The other thing we continue to learn is to trust our gut. Neither of us has any formal food business training, but we are learning we have really great intuition. We know our target market because we are our target market! We are incredibly observant, and we try to be good listeners.

What’s in the plans for the upcoming year, and the next 5 years?

This upcoming year we are really excited to launch our Cocktail Farm Club! This will be a subscription program similar to a wine club. We will ship quarterly cocktail kits that feature our hyper-seasonal, small-batch syrup flavors we produce in-house. We experimented with releasing small-batch, seasonal flavors this year and the response was overwhelming. We sold our entire batch of over 200 in a week! Launching the Cocktail Farm Club will help us better plan for and meet the demand for these limited-edition flavors and will enable us to flex our creative muscles and try new recipes featuring bumper crops we have on the farm.

We will also be focusing on our first full season at the Soda Shop and increasing our farm production to support our growth. Having a farm backed business adds a lot of complexity to our sourcing and production strategy that has to evolve every year because of the nature of farming. We are also in the middle of a large website redesign and improving our packaging and shipping processes. We package our syrups in glass bottles that are recyclable which we love but they are heavy and breakable so figuring out our best way to ship has been a journey.

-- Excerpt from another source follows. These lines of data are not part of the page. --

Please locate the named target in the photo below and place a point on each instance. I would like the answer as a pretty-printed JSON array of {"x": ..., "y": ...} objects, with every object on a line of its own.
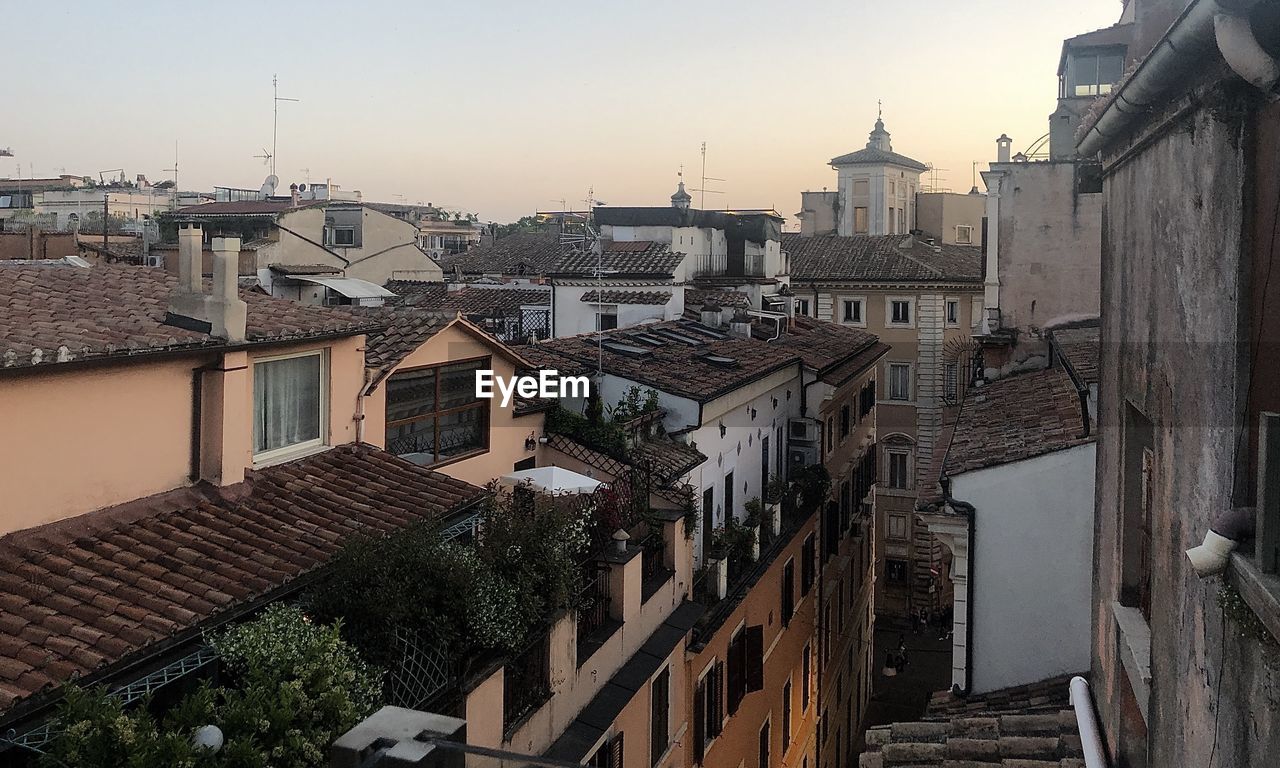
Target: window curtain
[{"x": 286, "y": 402}]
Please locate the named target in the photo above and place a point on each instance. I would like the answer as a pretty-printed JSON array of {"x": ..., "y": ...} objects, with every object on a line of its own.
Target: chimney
[
  {"x": 711, "y": 314},
  {"x": 1004, "y": 149},
  {"x": 222, "y": 314}
]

Over the next few years, we have plans to continue the work on the Soda Shop. Our building has two different suites. The one we are in now was built in the 1980s so it’s in good shape. The other one was built in the 1920s and needs some work. We also have a large outdoor area that will make really great outdoor seating but needs some fine-tuning. We plan on starting the outdoor renovations this winter because we know outdoor seating will be important in 2021.

Have you read any good books in the last year?

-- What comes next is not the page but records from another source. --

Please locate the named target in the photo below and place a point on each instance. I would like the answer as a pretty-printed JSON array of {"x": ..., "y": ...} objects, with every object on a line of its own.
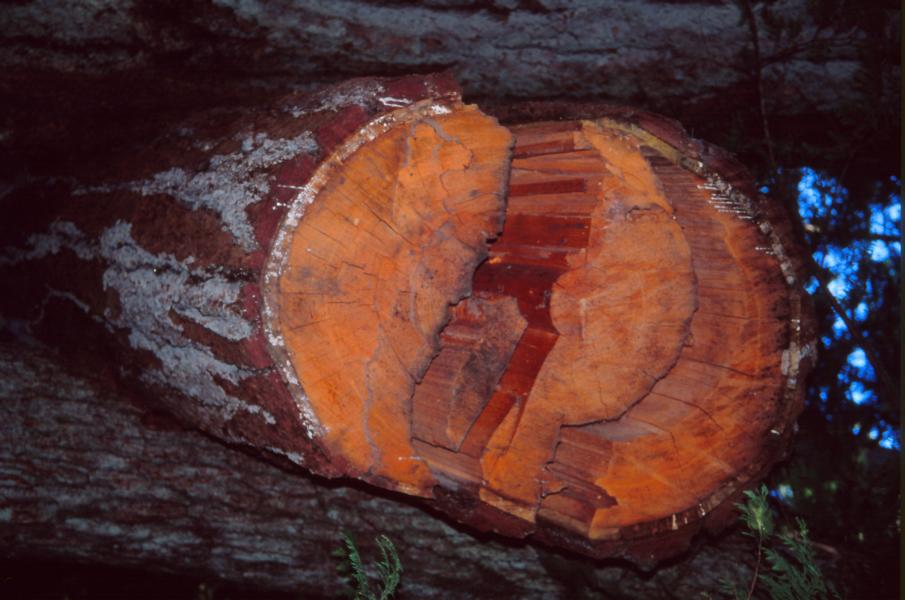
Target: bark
[
  {"x": 87, "y": 475},
  {"x": 221, "y": 272},
  {"x": 73, "y": 67}
]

With the business, the farm, and our kids we don’t have as much time as we once did for reading. We find Podcasts work into our schedule a little easier. We both enjoy the Cherry Bombe, Second Life, Home Cooking, The Pitch, and the How I Built This Podcasts. We usually listen to these on our way to our production facility when we are stuck in Seattle traffic!

Advice for other entrepreneurs who might be struggling to grow their business?

Belinda’s advice she always gives is don’t quit your day job right away. We both came from corporate HR jobs at technology companies. We both had decent salaries, well-stocked break room pantries, and really great benefits. But we had horrible commutes, travel schedules that didn’t work with our new roles as moms, and a feeling that we wanted more time with our families. It took us a couple of years to let go of the careers we had worked really hard to build and start over. We grew up in an entrepreneurial family so working for yourself was something we were familiar with, but it still wasn’t easy. Taking our time to transition helped us learn a little as we went and took off a lot of the pressure.

Venise’s advice is to let go of the idea of perfection and get used to good enough. When the business is your own, it’s really easy to want everything to be perfect because you care so much about it and the company is a reflection of you. But, when you are starting and wearing all the hats you have to learn to prioritize getting the job done over being perfect.

Are you looking to hire for certain positions right now?

We will hire our first employees this year to help us in the Soda Shop. When we opened the Soda Shop in October we didn’t know how busy we would be and since it was such a new venture in a really weird time we decided we would work it ourselves so we could experience the kinks first hand. And oh man did we experience the kinks! We did end up getting help for a couple of weeks in the end but we learned that when we reopen, we need real staff.